Monday 11 March 2013

Lack's Robins

'The world was made to be inhabited by beasts, but studied and contemplated by man: 'tis the debt of our reason we owe unto God, and the homage we pay for not being beasts. Without this, the world is still as though it had not been, or as it was before the sixth day, when as yet there was not a creature that could conceive or say there was a world. The wisdom of God receives small honour from those vulgar heads that rudely stare about and with a gross rusticity admire His works. Those truly magnify Him whose judicious enquiry into His acts and deliberate research into His creatures return the duty of a devout and learned admiration.'
That's Sir Thomas Browne in Religio Medici - and it's the first epigraph of David Lack's The Life of the Robin. Beneath it is a second epigraph - from Thomas Love Peacock's Nightmare Abbey - and a third, from Anita Loos's Gentlemen Prefer Blondes:
'So we rode around the park until quite late talking and philosophising quite a lot. And I finally told him I thought, after all, that bird life was the highest form of civilisation....
Gerry says he has never seen a girl of my personal appearance with so many brains.'
And on the title page verso the book is 'dedicated to all those robins who patiently bore my rings and permitted my intrusion into the intimacies of their lives'.
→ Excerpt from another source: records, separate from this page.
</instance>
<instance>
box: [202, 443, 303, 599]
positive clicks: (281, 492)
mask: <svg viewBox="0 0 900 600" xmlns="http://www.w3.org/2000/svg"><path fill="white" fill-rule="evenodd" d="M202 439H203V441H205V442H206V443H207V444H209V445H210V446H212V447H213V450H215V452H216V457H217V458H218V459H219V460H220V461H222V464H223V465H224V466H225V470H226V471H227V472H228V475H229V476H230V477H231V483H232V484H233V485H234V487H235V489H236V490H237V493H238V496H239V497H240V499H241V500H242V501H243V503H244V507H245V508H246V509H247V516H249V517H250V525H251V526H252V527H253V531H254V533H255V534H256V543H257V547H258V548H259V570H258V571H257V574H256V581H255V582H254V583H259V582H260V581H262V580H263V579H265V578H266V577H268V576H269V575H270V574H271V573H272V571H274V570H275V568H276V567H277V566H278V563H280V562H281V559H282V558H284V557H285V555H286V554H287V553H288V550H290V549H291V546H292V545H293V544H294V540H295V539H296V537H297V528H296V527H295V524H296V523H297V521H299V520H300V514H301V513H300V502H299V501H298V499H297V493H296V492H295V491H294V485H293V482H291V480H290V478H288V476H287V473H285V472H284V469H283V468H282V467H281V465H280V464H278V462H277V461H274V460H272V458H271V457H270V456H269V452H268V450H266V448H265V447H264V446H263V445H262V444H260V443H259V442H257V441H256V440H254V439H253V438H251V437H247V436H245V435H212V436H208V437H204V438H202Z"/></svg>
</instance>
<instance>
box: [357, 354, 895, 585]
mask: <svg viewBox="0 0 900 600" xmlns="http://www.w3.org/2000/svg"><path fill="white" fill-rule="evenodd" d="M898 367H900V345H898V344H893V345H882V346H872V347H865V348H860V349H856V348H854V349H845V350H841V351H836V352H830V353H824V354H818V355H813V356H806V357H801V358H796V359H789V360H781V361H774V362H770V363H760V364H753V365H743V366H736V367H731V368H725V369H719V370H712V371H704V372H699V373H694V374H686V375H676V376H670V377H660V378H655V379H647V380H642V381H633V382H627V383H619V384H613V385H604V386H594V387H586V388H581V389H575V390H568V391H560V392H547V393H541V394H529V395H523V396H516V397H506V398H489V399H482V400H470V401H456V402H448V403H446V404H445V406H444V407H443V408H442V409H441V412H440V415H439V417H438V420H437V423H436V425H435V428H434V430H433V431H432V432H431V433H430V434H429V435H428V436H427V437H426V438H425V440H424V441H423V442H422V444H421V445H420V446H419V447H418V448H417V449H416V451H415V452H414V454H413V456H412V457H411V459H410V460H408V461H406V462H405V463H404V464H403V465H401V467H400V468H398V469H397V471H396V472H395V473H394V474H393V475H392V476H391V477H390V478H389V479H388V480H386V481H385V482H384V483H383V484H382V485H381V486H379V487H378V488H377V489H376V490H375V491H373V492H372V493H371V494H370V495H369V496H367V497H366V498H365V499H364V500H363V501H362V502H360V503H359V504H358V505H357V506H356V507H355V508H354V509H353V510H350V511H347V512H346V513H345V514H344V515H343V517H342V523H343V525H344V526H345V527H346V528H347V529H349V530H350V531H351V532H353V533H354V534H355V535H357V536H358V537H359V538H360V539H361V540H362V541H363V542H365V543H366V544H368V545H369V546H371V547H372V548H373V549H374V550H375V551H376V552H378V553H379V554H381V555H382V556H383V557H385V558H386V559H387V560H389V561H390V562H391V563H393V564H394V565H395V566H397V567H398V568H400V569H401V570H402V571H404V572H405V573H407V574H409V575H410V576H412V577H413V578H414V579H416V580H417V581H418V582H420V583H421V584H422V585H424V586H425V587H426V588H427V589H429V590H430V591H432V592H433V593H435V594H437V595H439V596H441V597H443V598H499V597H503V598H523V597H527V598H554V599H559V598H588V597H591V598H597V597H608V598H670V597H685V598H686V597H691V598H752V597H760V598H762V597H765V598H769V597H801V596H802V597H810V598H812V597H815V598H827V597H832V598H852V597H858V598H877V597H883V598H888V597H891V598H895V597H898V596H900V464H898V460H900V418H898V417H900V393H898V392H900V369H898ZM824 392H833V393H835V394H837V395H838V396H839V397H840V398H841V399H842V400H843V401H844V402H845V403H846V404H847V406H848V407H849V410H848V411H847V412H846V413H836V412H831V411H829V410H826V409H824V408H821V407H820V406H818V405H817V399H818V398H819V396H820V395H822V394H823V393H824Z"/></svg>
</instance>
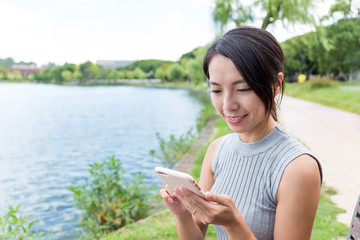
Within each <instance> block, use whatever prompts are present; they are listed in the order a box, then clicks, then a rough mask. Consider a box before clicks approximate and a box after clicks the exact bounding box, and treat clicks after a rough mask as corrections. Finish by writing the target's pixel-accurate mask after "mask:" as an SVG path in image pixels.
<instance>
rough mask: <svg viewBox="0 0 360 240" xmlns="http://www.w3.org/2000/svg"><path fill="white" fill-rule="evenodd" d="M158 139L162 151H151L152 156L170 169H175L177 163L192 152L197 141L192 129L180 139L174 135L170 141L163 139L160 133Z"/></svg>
mask: <svg viewBox="0 0 360 240" xmlns="http://www.w3.org/2000/svg"><path fill="white" fill-rule="evenodd" d="M156 137H157V139H158V141H159V143H160V150H159V151H155V150H151V151H150V155H151V156H153V157H155V158H158V159H160V160H161V161H162V163H163V164H164V165H166V166H168V167H173V166H174V165H175V164H176V162H177V161H178V160H180V158H181V157H182V156H183V155H184V154H185V153H186V152H187V151H189V150H190V148H191V146H192V144H193V142H194V139H195V136H194V135H193V133H192V129H190V130H189V131H188V132H187V133H186V134H183V135H181V136H180V137H179V138H176V137H175V135H173V134H172V135H170V139H169V140H168V141H166V140H165V139H163V138H161V137H160V134H159V133H156Z"/></svg>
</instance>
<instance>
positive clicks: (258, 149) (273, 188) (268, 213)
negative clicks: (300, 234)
mask: <svg viewBox="0 0 360 240" xmlns="http://www.w3.org/2000/svg"><path fill="white" fill-rule="evenodd" d="M302 154H309V155H311V156H312V157H314V156H313V155H312V154H311V153H310V152H309V150H308V149H307V148H306V147H305V146H304V145H302V144H301V143H300V142H299V141H298V140H296V139H295V138H294V137H292V136H290V135H289V134H288V133H287V132H286V131H285V129H284V128H283V127H281V126H280V125H279V124H277V125H276V127H275V128H274V129H273V130H272V131H271V133H269V134H268V135H267V136H266V137H264V138H262V139H261V140H259V141H257V142H254V143H244V142H242V141H241V140H240V138H239V135H238V134H237V133H230V134H228V135H226V136H225V137H224V138H223V139H222V140H221V141H220V143H219V145H218V147H217V149H216V152H215V155H214V158H213V162H212V171H213V173H214V180H215V182H214V185H213V187H212V188H211V191H212V192H215V193H219V194H227V195H229V196H230V197H231V198H232V199H233V200H234V202H235V205H236V207H237V208H238V209H239V211H240V212H241V214H242V216H243V217H244V219H245V221H246V223H247V224H248V226H249V227H250V229H251V231H252V233H253V234H254V235H255V237H256V238H257V239H273V236H274V224H275V214H276V206H277V200H276V194H277V190H278V187H279V183H280V179H281V176H282V174H283V172H284V170H285V168H286V166H287V165H288V164H289V163H290V162H291V161H292V160H294V159H295V158H296V157H298V156H300V155H302ZM314 158H315V157H314ZM315 159H316V158H315ZM316 161H317V160H316ZM318 165H319V170H320V174H321V176H322V171H321V165H320V163H319V162H318ZM214 226H215V230H216V233H217V238H218V239H221V240H223V239H229V238H228V236H227V234H226V232H225V230H224V228H223V227H222V226H218V225H214Z"/></svg>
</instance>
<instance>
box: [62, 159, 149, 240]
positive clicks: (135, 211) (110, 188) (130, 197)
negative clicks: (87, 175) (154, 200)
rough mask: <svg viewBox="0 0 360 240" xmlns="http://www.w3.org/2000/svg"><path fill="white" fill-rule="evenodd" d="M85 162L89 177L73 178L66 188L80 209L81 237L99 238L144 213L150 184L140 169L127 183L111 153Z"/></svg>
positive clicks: (145, 212)
mask: <svg viewBox="0 0 360 240" xmlns="http://www.w3.org/2000/svg"><path fill="white" fill-rule="evenodd" d="M89 166H90V169H89V172H90V177H88V178H85V181H84V183H79V182H78V180H77V179H76V180H75V181H74V182H73V183H72V186H71V187H69V188H68V189H69V190H70V191H72V192H73V193H74V201H75V204H76V205H77V206H78V207H79V208H80V209H81V210H82V211H83V213H82V216H81V218H80V222H81V225H82V226H83V228H84V232H83V236H82V237H83V238H89V239H99V238H100V237H101V236H102V235H103V234H105V233H108V232H110V231H114V230H116V229H118V228H120V227H122V226H124V225H126V224H128V223H132V222H134V221H136V220H139V219H141V218H144V217H146V216H147V215H148V213H149V210H150V206H149V204H147V200H148V196H149V193H150V187H148V186H146V185H144V184H143V183H142V181H143V178H144V177H143V176H142V175H141V174H140V173H138V174H137V175H133V178H132V181H131V182H130V183H128V182H127V181H126V179H125V178H124V175H125V171H124V170H123V169H122V166H121V162H120V160H119V159H115V157H114V156H112V157H110V158H107V159H105V160H104V161H103V162H102V163H94V164H90V165H89Z"/></svg>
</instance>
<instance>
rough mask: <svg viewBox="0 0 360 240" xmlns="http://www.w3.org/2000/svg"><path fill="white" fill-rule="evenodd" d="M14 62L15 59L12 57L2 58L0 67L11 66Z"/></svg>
mask: <svg viewBox="0 0 360 240" xmlns="http://www.w3.org/2000/svg"><path fill="white" fill-rule="evenodd" d="M14 64H15V61H14V59H12V58H5V59H1V58H0V67H4V68H9V67H11V66H12V65H14Z"/></svg>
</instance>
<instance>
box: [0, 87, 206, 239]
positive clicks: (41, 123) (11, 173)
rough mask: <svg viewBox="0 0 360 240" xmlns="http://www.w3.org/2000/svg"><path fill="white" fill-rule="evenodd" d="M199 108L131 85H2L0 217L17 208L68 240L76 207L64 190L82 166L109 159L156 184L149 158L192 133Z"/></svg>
mask: <svg viewBox="0 0 360 240" xmlns="http://www.w3.org/2000/svg"><path fill="white" fill-rule="evenodd" d="M200 110H201V104H200V103H199V102H198V101H197V100H196V99H194V98H193V97H191V96H190V95H189V92H188V91H186V90H180V89H158V88H146V87H132V86H91V87H90V86H89V87H86V86H61V85H47V84H26V83H12V84H10V83H0V163H1V165H0V213H1V214H4V213H5V212H6V210H7V207H8V206H9V205H12V206H16V205H18V204H21V208H20V213H21V215H24V216H31V217H32V219H33V220H36V224H35V225H34V227H33V229H34V230H39V231H40V232H43V233H47V234H48V236H49V238H51V239H74V237H71V236H72V234H73V233H75V232H78V231H79V229H78V228H79V225H78V216H79V210H77V209H76V207H74V206H73V204H72V201H71V200H72V193H71V192H70V191H69V190H67V189H66V187H68V186H70V185H71V182H72V181H73V180H74V179H75V178H78V179H83V178H85V177H87V176H88V169H89V167H88V164H91V163H94V162H100V161H102V160H104V159H106V158H107V157H111V156H113V155H114V156H115V157H116V158H119V159H120V160H121V161H122V165H123V168H124V169H125V170H126V171H127V172H129V173H136V172H138V171H141V172H142V173H144V174H145V175H146V179H145V182H146V183H147V184H151V185H152V184H154V185H155V186H159V185H160V184H161V179H160V178H159V177H157V176H156V174H155V173H154V171H153V169H154V167H155V166H157V165H161V163H160V162H159V160H157V159H153V158H152V157H151V156H150V155H149V151H150V150H151V149H155V150H156V149H158V148H159V143H158V140H157V138H156V132H159V133H160V136H161V137H163V138H165V139H167V138H168V137H169V136H170V135H171V134H174V135H176V136H180V135H181V134H185V133H186V132H187V131H188V130H189V129H191V128H195V125H196V119H197V117H198V114H199V112H200Z"/></svg>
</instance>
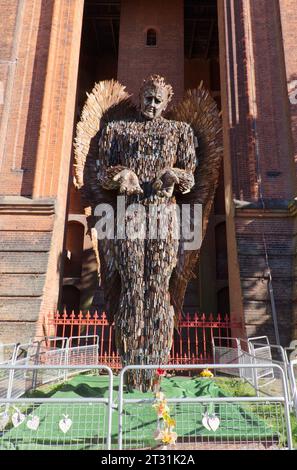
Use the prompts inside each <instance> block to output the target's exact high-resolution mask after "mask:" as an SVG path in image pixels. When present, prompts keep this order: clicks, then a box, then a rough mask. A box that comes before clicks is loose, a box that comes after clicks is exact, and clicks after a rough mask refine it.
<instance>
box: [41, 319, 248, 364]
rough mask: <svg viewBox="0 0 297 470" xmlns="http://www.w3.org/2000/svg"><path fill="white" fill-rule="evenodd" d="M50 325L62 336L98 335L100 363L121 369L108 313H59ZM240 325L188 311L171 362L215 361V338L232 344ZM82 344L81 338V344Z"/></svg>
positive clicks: (49, 325)
mask: <svg viewBox="0 0 297 470" xmlns="http://www.w3.org/2000/svg"><path fill="white" fill-rule="evenodd" d="M48 326H49V331H50V332H51V334H54V335H55V336H59V337H70V336H77V337H80V336H91V335H98V336H99V354H98V362H99V363H100V364H106V365H108V366H110V367H112V368H113V369H120V368H121V361H120V357H119V356H118V354H117V352H116V347H115V341H114V328H113V325H109V323H108V321H107V317H106V314H105V313H104V312H103V313H101V314H98V313H94V314H90V313H89V312H88V313H82V312H80V313H74V312H72V313H70V314H69V313H66V312H64V313H56V314H54V315H53V316H51V317H49V318H48ZM238 326H239V324H238V322H231V321H230V318H229V316H228V315H224V316H222V315H220V314H218V315H217V316H216V317H214V315H212V314H210V315H208V316H206V315H205V314H204V313H203V314H200V315H199V314H198V313H195V314H192V315H190V314H187V315H186V316H185V318H184V319H182V320H181V321H179V324H178V329H177V330H175V332H174V341H173V345H172V350H171V355H170V362H172V363H175V364H201V363H207V362H212V347H211V345H212V339H213V337H218V340H217V341H218V345H222V343H223V341H224V342H225V343H224V344H225V345H226V346H229V344H228V342H229V340H228V338H229V337H230V336H231V328H232V327H238ZM221 338H224V339H221ZM225 338H227V340H226V339H225ZM226 341H227V343H226ZM79 344H80V339H79V338H78V339H77V345H79ZM230 344H231V341H230Z"/></svg>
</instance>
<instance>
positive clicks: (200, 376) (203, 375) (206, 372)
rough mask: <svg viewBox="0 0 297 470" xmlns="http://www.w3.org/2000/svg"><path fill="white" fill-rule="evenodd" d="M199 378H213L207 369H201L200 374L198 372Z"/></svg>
mask: <svg viewBox="0 0 297 470" xmlns="http://www.w3.org/2000/svg"><path fill="white" fill-rule="evenodd" d="M199 375H200V377H213V373H212V372H210V370H208V369H203V371H202V372H200V374H199Z"/></svg>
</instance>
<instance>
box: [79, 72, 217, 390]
mask: <svg viewBox="0 0 297 470" xmlns="http://www.w3.org/2000/svg"><path fill="white" fill-rule="evenodd" d="M172 96H173V90H172V87H171V85H169V84H168V83H166V81H165V79H164V78H163V77H161V76H159V75H151V76H149V77H148V78H147V79H146V80H144V82H143V85H142V87H141V90H140V95H139V98H140V106H139V109H138V108H137V107H135V106H134V105H133V104H132V102H131V101H130V97H129V95H128V94H127V93H126V91H125V87H123V86H122V85H121V84H120V83H119V82H117V81H114V80H111V81H103V82H100V83H98V84H96V85H95V87H94V88H93V90H92V92H91V94H89V95H88V98H87V101H86V103H85V106H84V108H83V111H82V116H81V120H80V122H79V123H78V125H77V134H76V139H75V165H74V172H75V184H76V186H77V187H78V188H80V190H81V193H82V196H83V201H84V204H85V206H86V207H87V210H88V211H89V212H88V214H90V215H94V214H95V215H98V214H101V215H102V211H100V210H99V212H98V210H97V209H98V207H100V205H102V204H103V207H104V209H106V207H109V206H110V207H112V211H111V212H109V214H112V217H113V218H114V222H112V224H111V226H112V227H113V228H115V230H114V231H112V235H113V236H106V237H105V238H104V237H102V236H101V237H99V238H100V239H99V240H98V241H97V240H96V242H95V243H94V247H95V250H97V256H98V262H99V266H100V279H101V283H102V286H103V291H104V299H105V306H106V313H107V315H108V318H109V321H110V322H113V321H114V324H115V337H116V346H117V349H118V351H119V354H120V357H121V361H122V365H123V366H124V365H136V364H141V365H147V364H155V365H162V364H167V363H168V360H169V354H170V350H171V346H172V340H173V331H174V325H175V320H176V319H177V318H180V315H181V312H182V305H183V300H184V295H185V291H186V287H187V284H188V282H189V280H190V279H191V278H192V277H193V270H194V268H195V265H196V263H197V260H198V256H199V247H198V248H197V247H196V248H195V249H189V250H187V249H186V248H185V246H186V245H185V239H184V238H183V236H176V235H177V233H180V231H179V230H176V229H177V228H179V225H180V224H181V223H183V221H182V217H180V215H179V217H178V216H177V211H176V210H171V209H176V208H182V206H183V205H188V206H189V205H190V206H191V205H192V206H193V205H195V204H197V205H200V207H201V206H202V213H203V217H202V238H203V236H204V234H205V231H206V227H207V221H208V219H209V215H210V211H211V206H212V203H213V199H214V195H215V190H216V186H217V183H218V176H219V169H220V164H221V159H222V142H221V138H222V135H221V119H220V115H219V112H218V109H217V105H216V103H215V101H214V100H213V98H212V97H211V96H210V94H209V92H208V91H207V90H205V89H204V88H203V86H202V84H201V85H200V86H199V87H198V88H197V89H195V90H190V91H188V92H187V93H186V94H185V97H184V99H183V100H182V101H181V102H180V103H179V104H178V105H176V106H175V107H174V108H173V109H171V111H170V114H169V113H168V115H166V117H165V116H164V117H163V113H164V112H165V110H166V107H167V105H168V103H169V102H170V100H171V98H172ZM119 199H121V201H122V200H124V202H121V204H119ZM131 207H132V210H131ZM140 207H141V210H140ZM122 208H124V211H122ZM166 210H167V218H165V219H162V217H161V216H162V213H164V212H166ZM106 211H107V212H108V210H107V209H106ZM106 211H105V212H106ZM120 212H121V214H120ZM123 214H124V215H123ZM168 214H169V215H168ZM179 214H180V213H179ZM189 218H190V219H191V222H192V218H193V211H190V216H189ZM90 219H91V220H94V218H92V217H91V218H90ZM152 220H154V221H155V223H154V224H151V225H153V228H154V229H152V227H151V225H150V226H149V228H148V225H149V223H150V222H151V221H152ZM164 220H165V222H166V223H165V222H164ZM107 222H108V217H107V219H106V220H105V223H107ZM147 223H148V225H147ZM129 224H130V225H129ZM131 224H132V226H133V227H134V229H135V227H136V234H138V235H139V236H135V230H134V232H133V230H132V232H133V236H129V234H127V231H129V230H128V228H129V227H130V228H131ZM164 225H166V227H165V230H163V229H164ZM96 227H97V225H96ZM101 228H102V225H101ZM119 229H120V230H119ZM137 230H138V231H137ZM132 232H131V233H132ZM92 233H93V234H94V233H95V232H94V230H92ZM131 233H130V234H131ZM152 234H153V236H152ZM160 234H161V235H160ZM127 377H128V378H127V385H128V387H130V388H138V389H140V390H143V391H145V390H149V389H152V388H153V387H154V384H155V383H156V382H155V377H154V372H153V371H152V370H146V371H142V372H140V371H138V372H137V371H133V372H130V373H129V374H128V376H127Z"/></svg>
Originally published in 1943, The Life of the Robin is an enchanting book, as well as being a pioneering study of the facts - not always terribly attractive - about the well loved garden bird, that tireless singer, fierce fighter and beady-eyed meeter and greeter. As the first epigraph suggests, Lack was a believing Christian as well as a scientist; later in his career, he wrote a book with the self-explanatory title Evolutionary Theory and Christian Belief: The Unresolved Conflict (he believed, reasonably enough, that science and religion each has its own sphere). He was also, clearly, a very well read man with a sense of humour and a notably well furnished mind. In The Life of the Robin, the literary references come thick and fast: the chapter on Song has epigraphs from Keats, Cowper, W.H. Davies and Spenser, and features quotations from Pliny, Nicholas Cox, Peacock (again), Wells, Marco Polo, Porphyry and more - including even some scientists. For this is, at bottom, a scientific study, complete with diagrams, graphs and statistics.
If only - I can't help feeling as I read it - if only scientists wrote like that these days. If only they read like that, if only they thought like that... 
The Life of The Robin ends with an Epilogue for the Reader Now Closing This Book - Robert Herrick's lines Upon Mrs Eliz. Wheeler, Under the Name of Amaryllis.
I see Lack also wrote a book on swifts - Swifts in a Tower - but this seems to be long out of print and prohibitively expensive. Some enterprising publisher should reissue it, with attractive illustrations - like those by Robert Gillmor that decorate my copy of The Life of the Robin.